How about Greg Blonder's article in Wired back around 1995, predicting that by 2088 computers would be more "intelligent" than humans and we would become extinct (

http://www.wired.com/wired/archive/3.03/blonder.if.html)? And others have written on this subject years before that.

By 2088 (or eariler), our machines may very well be a combination of silicon and biological elements. The problem will not be one of machines achieving parity with humans, but of what happens as they continue to advance past that point, following whatever version of Moore's law holds true at that time.

This scenario assumes that there are no major world events that upset the orderly progression. Of course, this is highly unlikely! We may have a third world war, get hit by an asteroid, suffer some great disease (manufactured through biological experimentation?) or otherwise find a way to exterminate ourselves and our technology. Perhaps out future will be something like what was depicted in the Terminator movies. Or maybe modern Luddite's will take over and technolgy will be destroyed.

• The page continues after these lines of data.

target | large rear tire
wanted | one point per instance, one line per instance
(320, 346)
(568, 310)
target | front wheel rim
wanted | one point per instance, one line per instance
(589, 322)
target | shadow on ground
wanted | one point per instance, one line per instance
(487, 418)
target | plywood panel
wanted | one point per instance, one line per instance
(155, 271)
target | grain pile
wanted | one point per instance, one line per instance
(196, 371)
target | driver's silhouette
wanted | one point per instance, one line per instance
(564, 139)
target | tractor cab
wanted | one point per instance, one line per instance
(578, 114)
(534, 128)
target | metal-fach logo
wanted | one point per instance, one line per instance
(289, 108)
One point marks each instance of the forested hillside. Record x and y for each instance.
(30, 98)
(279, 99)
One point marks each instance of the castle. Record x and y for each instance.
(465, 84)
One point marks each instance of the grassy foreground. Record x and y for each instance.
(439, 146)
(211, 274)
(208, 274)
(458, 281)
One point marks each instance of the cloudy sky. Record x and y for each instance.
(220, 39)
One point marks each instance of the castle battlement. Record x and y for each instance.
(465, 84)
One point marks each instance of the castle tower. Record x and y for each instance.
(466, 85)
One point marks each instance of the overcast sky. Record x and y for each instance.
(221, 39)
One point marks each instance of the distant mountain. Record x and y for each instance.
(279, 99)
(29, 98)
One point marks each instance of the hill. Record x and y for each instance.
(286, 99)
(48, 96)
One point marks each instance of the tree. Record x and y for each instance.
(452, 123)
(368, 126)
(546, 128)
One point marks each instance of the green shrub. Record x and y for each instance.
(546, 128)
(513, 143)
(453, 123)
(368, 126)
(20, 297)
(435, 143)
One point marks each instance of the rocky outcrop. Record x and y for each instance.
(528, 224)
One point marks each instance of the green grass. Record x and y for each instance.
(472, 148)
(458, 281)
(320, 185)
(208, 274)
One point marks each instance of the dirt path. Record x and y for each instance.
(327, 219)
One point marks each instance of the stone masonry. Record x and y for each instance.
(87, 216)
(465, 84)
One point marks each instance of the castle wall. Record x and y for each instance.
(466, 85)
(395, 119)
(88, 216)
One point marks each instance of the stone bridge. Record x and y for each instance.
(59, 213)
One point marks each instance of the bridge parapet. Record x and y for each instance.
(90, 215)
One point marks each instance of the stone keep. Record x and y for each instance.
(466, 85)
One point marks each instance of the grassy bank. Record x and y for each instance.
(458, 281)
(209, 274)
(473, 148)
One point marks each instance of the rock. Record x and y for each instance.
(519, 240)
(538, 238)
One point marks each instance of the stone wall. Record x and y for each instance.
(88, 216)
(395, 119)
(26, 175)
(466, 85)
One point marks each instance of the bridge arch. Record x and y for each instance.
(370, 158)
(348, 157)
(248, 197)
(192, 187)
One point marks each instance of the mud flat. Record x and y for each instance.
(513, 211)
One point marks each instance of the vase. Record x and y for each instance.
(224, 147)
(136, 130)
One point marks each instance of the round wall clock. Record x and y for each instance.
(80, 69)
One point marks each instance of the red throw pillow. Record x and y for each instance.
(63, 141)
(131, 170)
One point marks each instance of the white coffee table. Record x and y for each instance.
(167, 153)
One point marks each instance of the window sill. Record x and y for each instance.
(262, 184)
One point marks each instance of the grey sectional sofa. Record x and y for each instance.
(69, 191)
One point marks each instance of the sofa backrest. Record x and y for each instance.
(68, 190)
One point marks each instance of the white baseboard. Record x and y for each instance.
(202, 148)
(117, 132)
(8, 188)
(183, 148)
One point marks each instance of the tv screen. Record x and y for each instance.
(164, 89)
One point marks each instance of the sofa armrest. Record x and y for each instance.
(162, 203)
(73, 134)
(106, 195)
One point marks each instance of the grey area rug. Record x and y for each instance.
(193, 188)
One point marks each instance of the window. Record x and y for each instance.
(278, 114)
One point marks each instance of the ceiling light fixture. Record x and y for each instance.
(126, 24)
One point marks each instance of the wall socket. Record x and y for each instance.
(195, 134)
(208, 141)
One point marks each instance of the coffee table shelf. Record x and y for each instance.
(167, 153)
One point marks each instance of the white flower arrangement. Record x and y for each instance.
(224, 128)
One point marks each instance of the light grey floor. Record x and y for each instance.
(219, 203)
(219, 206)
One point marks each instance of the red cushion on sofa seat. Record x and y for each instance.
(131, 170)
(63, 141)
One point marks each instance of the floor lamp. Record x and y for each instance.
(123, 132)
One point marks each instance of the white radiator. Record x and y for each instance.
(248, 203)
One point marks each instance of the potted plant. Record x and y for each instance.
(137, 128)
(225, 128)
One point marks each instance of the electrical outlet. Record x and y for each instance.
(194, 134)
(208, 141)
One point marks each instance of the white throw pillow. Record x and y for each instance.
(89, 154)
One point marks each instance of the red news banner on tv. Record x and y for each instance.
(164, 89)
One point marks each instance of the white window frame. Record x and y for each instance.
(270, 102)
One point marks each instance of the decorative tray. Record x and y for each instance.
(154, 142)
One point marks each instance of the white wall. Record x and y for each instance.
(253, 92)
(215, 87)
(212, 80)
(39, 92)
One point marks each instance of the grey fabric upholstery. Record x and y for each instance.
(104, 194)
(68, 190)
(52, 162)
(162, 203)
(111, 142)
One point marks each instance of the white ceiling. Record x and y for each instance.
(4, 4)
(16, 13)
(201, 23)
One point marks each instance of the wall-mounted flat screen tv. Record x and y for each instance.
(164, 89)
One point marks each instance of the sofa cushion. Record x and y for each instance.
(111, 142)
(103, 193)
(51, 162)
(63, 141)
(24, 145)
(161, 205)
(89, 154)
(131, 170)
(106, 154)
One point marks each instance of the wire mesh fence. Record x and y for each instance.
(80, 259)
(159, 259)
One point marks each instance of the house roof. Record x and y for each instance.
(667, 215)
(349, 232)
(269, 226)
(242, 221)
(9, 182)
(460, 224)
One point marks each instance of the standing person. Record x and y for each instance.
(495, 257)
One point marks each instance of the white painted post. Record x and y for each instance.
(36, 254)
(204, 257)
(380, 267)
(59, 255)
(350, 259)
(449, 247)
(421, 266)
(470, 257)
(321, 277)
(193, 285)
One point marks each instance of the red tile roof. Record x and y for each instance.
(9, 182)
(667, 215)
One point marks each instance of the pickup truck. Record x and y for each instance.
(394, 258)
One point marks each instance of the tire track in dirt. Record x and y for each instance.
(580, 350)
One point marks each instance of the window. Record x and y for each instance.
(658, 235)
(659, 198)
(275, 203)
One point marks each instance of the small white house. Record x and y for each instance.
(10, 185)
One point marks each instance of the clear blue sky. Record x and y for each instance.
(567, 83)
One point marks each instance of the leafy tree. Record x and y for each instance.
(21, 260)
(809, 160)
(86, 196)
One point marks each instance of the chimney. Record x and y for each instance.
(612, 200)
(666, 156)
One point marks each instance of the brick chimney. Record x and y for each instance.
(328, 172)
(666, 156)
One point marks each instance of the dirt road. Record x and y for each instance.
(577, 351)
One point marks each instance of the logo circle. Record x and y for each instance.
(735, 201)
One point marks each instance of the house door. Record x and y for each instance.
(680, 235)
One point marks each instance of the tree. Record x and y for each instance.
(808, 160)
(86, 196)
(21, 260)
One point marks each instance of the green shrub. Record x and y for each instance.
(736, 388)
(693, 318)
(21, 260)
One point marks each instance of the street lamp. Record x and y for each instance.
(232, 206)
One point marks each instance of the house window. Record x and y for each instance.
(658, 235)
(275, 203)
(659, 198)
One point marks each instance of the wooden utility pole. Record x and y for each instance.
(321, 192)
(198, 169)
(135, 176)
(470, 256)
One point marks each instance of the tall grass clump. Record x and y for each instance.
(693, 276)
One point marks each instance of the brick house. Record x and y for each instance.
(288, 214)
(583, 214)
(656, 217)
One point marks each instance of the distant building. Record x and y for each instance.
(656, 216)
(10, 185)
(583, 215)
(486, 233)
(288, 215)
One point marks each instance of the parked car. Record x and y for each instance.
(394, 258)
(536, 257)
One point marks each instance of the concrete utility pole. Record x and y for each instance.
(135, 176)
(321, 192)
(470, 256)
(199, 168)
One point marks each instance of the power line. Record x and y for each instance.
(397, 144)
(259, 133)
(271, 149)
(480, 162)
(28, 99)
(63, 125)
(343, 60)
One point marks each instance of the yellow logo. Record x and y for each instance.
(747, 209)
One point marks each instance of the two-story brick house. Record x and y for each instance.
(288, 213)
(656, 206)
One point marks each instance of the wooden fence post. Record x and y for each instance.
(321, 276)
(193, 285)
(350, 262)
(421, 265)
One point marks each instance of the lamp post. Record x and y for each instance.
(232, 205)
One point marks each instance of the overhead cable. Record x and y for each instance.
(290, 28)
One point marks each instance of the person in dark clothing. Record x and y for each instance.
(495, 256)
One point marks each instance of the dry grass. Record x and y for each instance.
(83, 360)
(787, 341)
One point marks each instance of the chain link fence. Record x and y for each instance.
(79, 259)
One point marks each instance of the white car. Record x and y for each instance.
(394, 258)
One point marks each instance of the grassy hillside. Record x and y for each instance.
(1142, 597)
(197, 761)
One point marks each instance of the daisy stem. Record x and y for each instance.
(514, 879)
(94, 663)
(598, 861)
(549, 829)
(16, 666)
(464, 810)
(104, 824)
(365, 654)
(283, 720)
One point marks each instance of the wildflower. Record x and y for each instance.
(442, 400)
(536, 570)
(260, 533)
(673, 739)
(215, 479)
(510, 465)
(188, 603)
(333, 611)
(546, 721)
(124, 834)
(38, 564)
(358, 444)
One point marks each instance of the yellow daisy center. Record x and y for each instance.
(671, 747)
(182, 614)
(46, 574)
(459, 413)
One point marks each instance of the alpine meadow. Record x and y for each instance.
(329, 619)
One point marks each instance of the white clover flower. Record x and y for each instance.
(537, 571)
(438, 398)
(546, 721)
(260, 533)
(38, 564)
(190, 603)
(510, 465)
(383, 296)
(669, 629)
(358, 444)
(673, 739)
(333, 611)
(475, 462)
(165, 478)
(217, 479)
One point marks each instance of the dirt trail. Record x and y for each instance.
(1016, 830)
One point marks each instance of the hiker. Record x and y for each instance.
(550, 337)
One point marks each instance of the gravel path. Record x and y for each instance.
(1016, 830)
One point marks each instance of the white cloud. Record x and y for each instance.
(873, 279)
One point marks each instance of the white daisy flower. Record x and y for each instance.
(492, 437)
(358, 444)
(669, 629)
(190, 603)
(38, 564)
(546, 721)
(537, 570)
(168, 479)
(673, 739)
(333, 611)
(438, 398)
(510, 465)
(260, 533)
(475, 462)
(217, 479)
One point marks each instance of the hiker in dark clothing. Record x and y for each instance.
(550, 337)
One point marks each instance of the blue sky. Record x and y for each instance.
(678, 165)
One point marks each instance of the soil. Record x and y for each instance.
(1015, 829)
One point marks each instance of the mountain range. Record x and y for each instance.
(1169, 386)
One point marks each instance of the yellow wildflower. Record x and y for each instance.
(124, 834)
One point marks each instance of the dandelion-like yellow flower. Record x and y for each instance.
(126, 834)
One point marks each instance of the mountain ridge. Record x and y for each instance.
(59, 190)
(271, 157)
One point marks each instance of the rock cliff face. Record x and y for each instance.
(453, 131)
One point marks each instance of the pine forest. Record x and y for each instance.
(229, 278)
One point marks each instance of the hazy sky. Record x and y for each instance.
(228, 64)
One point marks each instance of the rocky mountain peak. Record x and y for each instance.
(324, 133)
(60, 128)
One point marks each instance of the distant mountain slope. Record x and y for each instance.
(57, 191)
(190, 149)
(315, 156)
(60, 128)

Then again, the future might well be like that depicted in Jack Williamson's science fiction book titled The Humanoids (1949) & the sequel The Humanoid Touch (1980?). In these books, "benevolent" robots have spread throughout the universe to serve humankind and "protect" us from ANY potential danger whatsoever (like crossing a street alone, playing sports, etc.). But in reality, what they have done is to sap humans of all that makes us human. Very scary indeed.

----------------------------------
[Reply] With the increasing computer power available, it is inevitable that we will soon be able to begin producing robots that finally do act like what has been imagined and talked about for the last 50 years or so. I'm talking about true robots that can move around and react dynamically to changing situations. These robots will initially be used to replace lower-level blue collar workers first, since the tasks they perform are essentially redundant and therefore easier to program. Imagine replacing the US Post Service delivery people with robots. Perhaps an electric car with an arm that extended out to insert mail into a mail box? How about a window washer robot? Maybe a Safeway supermarket clerk robot? Or a janitor robot? The problem society will face is a further division of the "haves" vs. the "have-nots".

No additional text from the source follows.